Two Sum (hashmap) solves the 2-element version in O(n). The natural generalization fixes one element and runs Two Sum on the rest — except a hashmap version of that is hard to deduplicate. So: sort the array, then for each anchor nums[i], run a two-pointer sweep on the suffix for the complement −nums[i]. Sorting makes deduplication trivial: identical adjacent values become a single "skip if same as previous" check. And yes — this is exactly "fix one element, solve Two Sum on what remains": one level of reduction rather than a full recursion. Applying the same move k − 2 times is the standard recursive solution to kSum.

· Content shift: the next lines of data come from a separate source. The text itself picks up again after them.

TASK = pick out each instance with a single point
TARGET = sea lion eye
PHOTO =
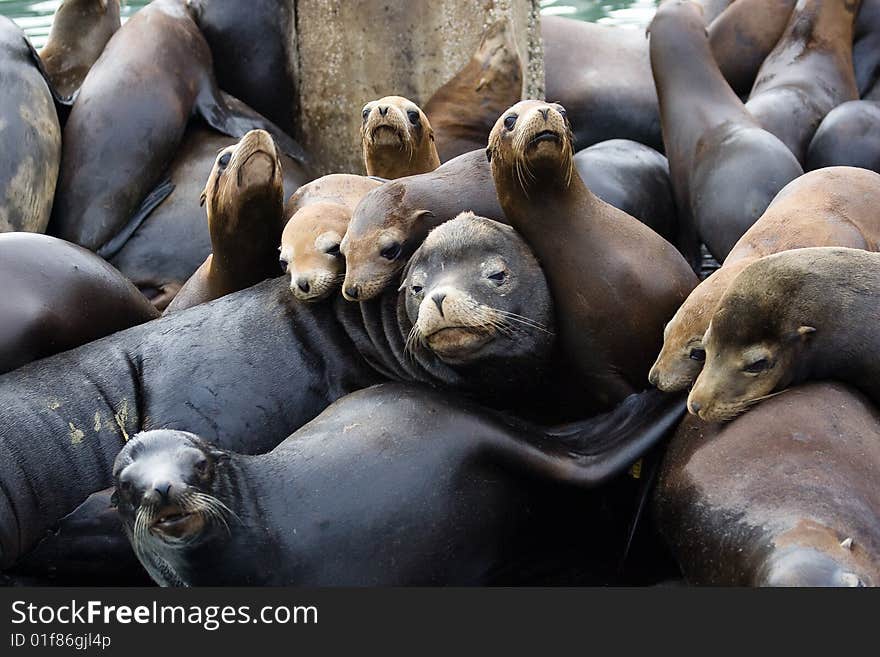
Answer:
(391, 252)
(758, 366)
(698, 355)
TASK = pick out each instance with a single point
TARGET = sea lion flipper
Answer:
(151, 202)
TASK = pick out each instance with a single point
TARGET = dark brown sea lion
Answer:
(725, 168)
(829, 207)
(244, 201)
(849, 135)
(809, 72)
(463, 111)
(57, 296)
(393, 485)
(397, 139)
(391, 222)
(80, 30)
(786, 495)
(159, 254)
(30, 135)
(790, 317)
(610, 314)
(130, 117)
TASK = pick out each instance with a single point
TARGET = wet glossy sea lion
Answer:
(390, 223)
(632, 177)
(30, 135)
(829, 207)
(809, 72)
(610, 314)
(790, 317)
(57, 296)
(725, 168)
(80, 30)
(463, 111)
(244, 201)
(786, 495)
(466, 497)
(130, 117)
(163, 251)
(849, 135)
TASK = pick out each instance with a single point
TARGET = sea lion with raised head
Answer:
(725, 167)
(829, 207)
(130, 117)
(809, 72)
(466, 497)
(610, 314)
(785, 495)
(80, 30)
(244, 199)
(463, 111)
(787, 318)
(397, 139)
(30, 134)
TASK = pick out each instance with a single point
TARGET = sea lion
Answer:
(849, 135)
(254, 53)
(397, 139)
(808, 73)
(57, 296)
(466, 497)
(829, 207)
(743, 35)
(634, 178)
(80, 30)
(725, 168)
(611, 314)
(463, 111)
(785, 495)
(787, 318)
(244, 199)
(30, 134)
(161, 253)
(390, 222)
(118, 146)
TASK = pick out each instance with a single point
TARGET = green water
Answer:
(36, 17)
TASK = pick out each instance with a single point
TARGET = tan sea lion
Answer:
(830, 207)
(614, 281)
(794, 316)
(80, 30)
(397, 139)
(244, 199)
(463, 111)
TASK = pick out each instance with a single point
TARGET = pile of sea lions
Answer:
(502, 356)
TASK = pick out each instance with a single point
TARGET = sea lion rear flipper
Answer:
(229, 115)
(150, 203)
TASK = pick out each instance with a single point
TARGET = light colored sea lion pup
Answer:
(80, 30)
(244, 200)
(397, 139)
(829, 207)
(799, 315)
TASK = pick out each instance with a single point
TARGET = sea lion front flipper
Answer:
(151, 202)
(229, 115)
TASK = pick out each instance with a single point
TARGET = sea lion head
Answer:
(310, 250)
(397, 138)
(384, 231)
(244, 175)
(166, 483)
(474, 290)
(753, 345)
(530, 144)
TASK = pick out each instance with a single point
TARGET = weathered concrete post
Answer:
(354, 51)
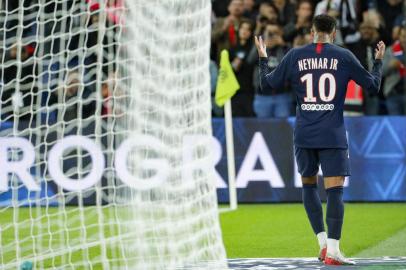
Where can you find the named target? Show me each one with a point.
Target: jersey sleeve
(278, 77)
(370, 81)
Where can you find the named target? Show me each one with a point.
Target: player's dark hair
(246, 21)
(324, 23)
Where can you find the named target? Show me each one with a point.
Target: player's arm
(274, 79)
(370, 81)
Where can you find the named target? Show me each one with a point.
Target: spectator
(364, 50)
(243, 99)
(302, 23)
(399, 22)
(19, 89)
(249, 9)
(71, 94)
(224, 33)
(276, 102)
(394, 68)
(286, 11)
(268, 13)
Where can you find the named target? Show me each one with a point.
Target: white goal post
(105, 136)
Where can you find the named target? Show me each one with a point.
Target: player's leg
(308, 165)
(335, 166)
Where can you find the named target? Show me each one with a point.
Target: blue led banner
(266, 168)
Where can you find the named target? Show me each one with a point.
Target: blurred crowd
(52, 59)
(285, 24)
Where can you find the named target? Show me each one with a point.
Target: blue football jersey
(319, 73)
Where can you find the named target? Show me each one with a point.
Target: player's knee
(335, 181)
(309, 180)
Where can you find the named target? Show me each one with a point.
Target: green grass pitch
(268, 231)
(282, 230)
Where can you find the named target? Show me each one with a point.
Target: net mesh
(105, 113)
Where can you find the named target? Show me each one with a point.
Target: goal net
(105, 136)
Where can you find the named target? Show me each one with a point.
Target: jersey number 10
(308, 78)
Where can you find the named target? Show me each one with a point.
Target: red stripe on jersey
(319, 47)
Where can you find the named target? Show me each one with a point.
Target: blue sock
(312, 204)
(335, 212)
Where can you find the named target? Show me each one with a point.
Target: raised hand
(380, 50)
(261, 47)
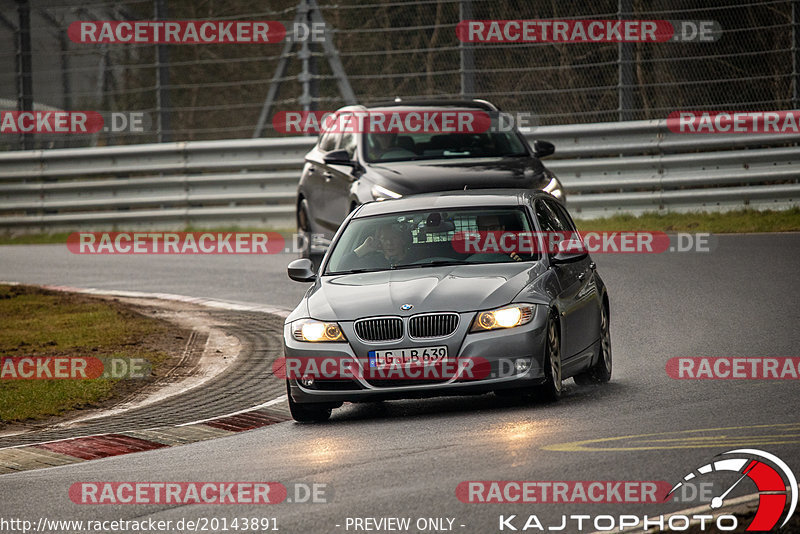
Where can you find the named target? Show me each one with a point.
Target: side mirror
(338, 157)
(542, 149)
(302, 270)
(569, 250)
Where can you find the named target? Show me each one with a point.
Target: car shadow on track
(575, 397)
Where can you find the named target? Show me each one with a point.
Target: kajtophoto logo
(774, 480)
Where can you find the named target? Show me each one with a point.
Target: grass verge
(741, 221)
(35, 322)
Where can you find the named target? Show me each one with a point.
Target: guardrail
(606, 168)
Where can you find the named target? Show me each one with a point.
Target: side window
(565, 221)
(329, 139)
(553, 218)
(547, 219)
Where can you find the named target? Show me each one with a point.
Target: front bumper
(499, 350)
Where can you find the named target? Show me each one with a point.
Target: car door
(577, 300)
(315, 182)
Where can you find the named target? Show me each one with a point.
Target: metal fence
(394, 48)
(607, 168)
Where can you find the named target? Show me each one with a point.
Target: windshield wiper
(436, 263)
(351, 271)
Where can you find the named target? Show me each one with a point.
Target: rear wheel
(307, 413)
(600, 372)
(553, 387)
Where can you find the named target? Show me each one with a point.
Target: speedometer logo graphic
(771, 479)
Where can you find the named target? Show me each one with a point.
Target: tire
(600, 372)
(307, 413)
(553, 388)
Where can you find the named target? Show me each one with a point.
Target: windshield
(432, 238)
(385, 147)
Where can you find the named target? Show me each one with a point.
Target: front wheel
(600, 372)
(307, 413)
(553, 387)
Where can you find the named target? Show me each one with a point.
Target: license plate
(415, 356)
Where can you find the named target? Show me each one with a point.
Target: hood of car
(414, 177)
(454, 288)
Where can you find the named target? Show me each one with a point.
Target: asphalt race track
(406, 458)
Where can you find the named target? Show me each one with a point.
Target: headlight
(553, 188)
(316, 331)
(381, 193)
(506, 317)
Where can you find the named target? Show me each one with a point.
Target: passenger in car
(388, 247)
(493, 223)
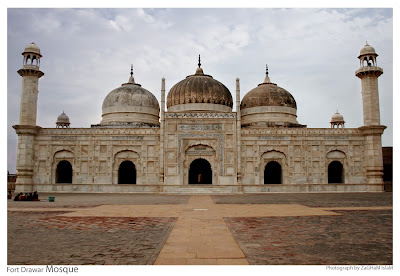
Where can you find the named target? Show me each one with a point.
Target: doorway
(273, 173)
(200, 172)
(64, 172)
(335, 172)
(127, 173)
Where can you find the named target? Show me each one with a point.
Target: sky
(312, 53)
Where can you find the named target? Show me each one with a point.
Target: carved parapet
(369, 71)
(372, 130)
(30, 72)
(26, 129)
(200, 115)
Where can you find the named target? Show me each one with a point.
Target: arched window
(64, 172)
(273, 173)
(127, 173)
(200, 172)
(335, 172)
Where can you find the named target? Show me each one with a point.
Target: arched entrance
(273, 173)
(200, 172)
(64, 172)
(335, 172)
(127, 173)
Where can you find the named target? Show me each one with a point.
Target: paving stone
(355, 237)
(40, 234)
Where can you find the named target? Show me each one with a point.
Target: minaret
(369, 73)
(27, 128)
(162, 126)
(238, 133)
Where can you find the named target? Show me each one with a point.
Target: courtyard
(249, 229)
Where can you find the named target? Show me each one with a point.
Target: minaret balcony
(369, 71)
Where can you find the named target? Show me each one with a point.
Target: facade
(199, 144)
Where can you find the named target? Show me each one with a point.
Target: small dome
(63, 118)
(32, 48)
(199, 92)
(367, 50)
(337, 118)
(269, 105)
(130, 103)
(62, 121)
(268, 94)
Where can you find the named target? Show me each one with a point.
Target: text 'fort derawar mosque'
(199, 145)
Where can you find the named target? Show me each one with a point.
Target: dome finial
(131, 79)
(266, 80)
(199, 71)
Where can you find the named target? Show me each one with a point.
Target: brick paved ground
(309, 199)
(44, 238)
(356, 237)
(86, 200)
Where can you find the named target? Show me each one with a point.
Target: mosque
(199, 144)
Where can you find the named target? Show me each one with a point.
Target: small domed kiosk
(63, 121)
(337, 120)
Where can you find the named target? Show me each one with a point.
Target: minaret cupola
(31, 56)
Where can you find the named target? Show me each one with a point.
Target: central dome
(269, 105)
(199, 92)
(130, 104)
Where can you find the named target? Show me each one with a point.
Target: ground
(261, 229)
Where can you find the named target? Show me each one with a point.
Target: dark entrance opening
(335, 172)
(200, 172)
(127, 173)
(273, 173)
(64, 172)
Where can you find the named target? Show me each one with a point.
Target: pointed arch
(273, 173)
(200, 172)
(64, 172)
(335, 172)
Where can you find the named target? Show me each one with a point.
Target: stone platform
(201, 229)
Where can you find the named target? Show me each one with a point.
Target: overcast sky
(312, 53)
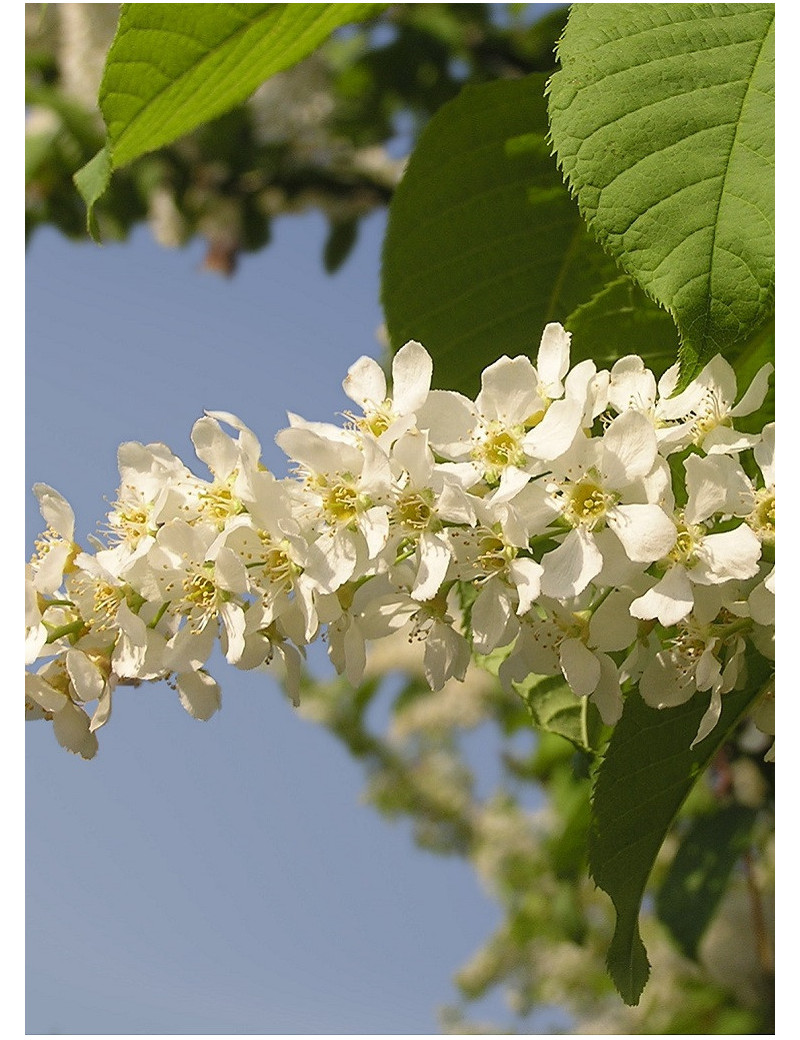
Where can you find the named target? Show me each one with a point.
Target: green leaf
(620, 318)
(555, 708)
(646, 774)
(663, 121)
(339, 243)
(92, 181)
(697, 877)
(484, 245)
(173, 67)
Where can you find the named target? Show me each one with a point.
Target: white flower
(701, 559)
(706, 407)
(602, 485)
(386, 417)
(343, 486)
(55, 549)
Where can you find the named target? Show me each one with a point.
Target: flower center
(414, 510)
(278, 567)
(340, 502)
(218, 503)
(587, 504)
(201, 598)
(500, 447)
(684, 549)
(493, 554)
(763, 518)
(129, 523)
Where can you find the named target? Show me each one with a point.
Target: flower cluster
(592, 523)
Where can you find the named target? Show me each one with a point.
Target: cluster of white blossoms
(592, 523)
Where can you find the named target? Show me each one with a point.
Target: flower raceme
(587, 523)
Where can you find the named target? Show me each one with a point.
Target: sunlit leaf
(173, 67)
(699, 873)
(485, 247)
(646, 774)
(663, 120)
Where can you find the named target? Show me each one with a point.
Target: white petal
(434, 557)
(373, 524)
(753, 396)
(526, 576)
(581, 668)
(557, 431)
(332, 560)
(552, 359)
(608, 695)
(670, 600)
(646, 531)
(49, 574)
(233, 620)
(446, 656)
(320, 455)
(710, 720)
(214, 447)
(492, 615)
(39, 691)
(229, 571)
(103, 710)
(765, 453)
(365, 383)
(508, 391)
(71, 728)
(716, 484)
(731, 554)
(56, 511)
(84, 675)
(449, 417)
(628, 449)
(128, 657)
(631, 385)
(199, 694)
(412, 369)
(611, 626)
(569, 568)
(723, 440)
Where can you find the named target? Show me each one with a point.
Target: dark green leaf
(485, 247)
(697, 877)
(340, 240)
(555, 708)
(92, 181)
(173, 67)
(663, 120)
(646, 774)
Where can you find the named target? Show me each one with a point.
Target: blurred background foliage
(333, 133)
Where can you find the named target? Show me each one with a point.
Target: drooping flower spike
(587, 523)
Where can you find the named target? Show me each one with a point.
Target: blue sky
(217, 877)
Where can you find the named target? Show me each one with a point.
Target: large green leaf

Why pointers at all? Because sorting makes the pair sum monotone in each end: moving the low pointer right can only increase the sum, moving the high pointer left can only decrease it. So each comparison safely throws away every remaining pair that uses the abandoned element — which is how n steps can cover all O(n²) candidate pairs. If the sum is too small, advance the low pointer (the only move that can increase it); too large, retract the high pointer. O(n) per anchor, n anchors: O(n²) total. (A per-anchor hashset also works, but the pointer sweep uses no extra memory and deduplicates naturally on the sorted array.)

Brute force: every triple

def three_sum_brute(nums: list[int]) -> list[list[int]]:
    n = len(nums)
    seen = set()
    out = []
    for i in range(n):
        for j in range(i + 1, n):
            for k in range(j + 1, n):
                if nums[i] + nums[j] + nums[k] == 0:
                    key = tuple(sorted([nums[i], nums[j], nums[k]]))
                    if key not in seen:
                        seen.add(key)
                        out.append(list(key))
    return out

Optimal: sort + two pointers

def three_sum(nums: list[int]) -> list[list[int]]:
    nums.sort()
    out = []
    n = len(nums)
    for i in range(n - 2):
        if nums[i] > 0: break                        # smallest > 0, no triple can sum to 0
        if i > 0 and nums[i] == nums[i - 1]: continue # skip duplicate anchors
        target = -nums[i]
        lo, hi = i + 1, n - 1
        while lo < hi:
            s = nums[lo] + nums[hi]
            if s < target:
                lo += 1
            elif s > target:
                hi -= 1
            else:
                out.append([nums[i], nums[lo], nums[hi]])
                lo += 1; hi -= 1
                while lo < hi and nums[lo] == nums[lo - 1]: lo += 1   # skip dup
                while lo < hi and nums[hi] == nums[hi + 1]: hi -= 1
    return out

Trace

nums = [-1, 0, 1, 2, -1, -4]
sorted: [-4, -1, -1, 0, 1, 2]

i=0, anchor=-4, target=4: two-sum on [-1,-1,0,1,2] for 4. max pair = 1+2 = 3. No hit.
i=1, anchor=-1, target=1: two-sum on [-1,0,1,2].
    lo=-1, hi=2 -> sum 1, hit! append [-1, -1, 2]. lo++, hi--.
    lo=0,  hi=1 -> sum 1, hit! append [-1, 0, 1].  lo++, hi--.  lo>=hi, stop.
i=2, anchor=-1, same as prev — skip.
i=3, anchor=0, target=0: two-sum on [1,2]. min pair = 3 > 0. No hit.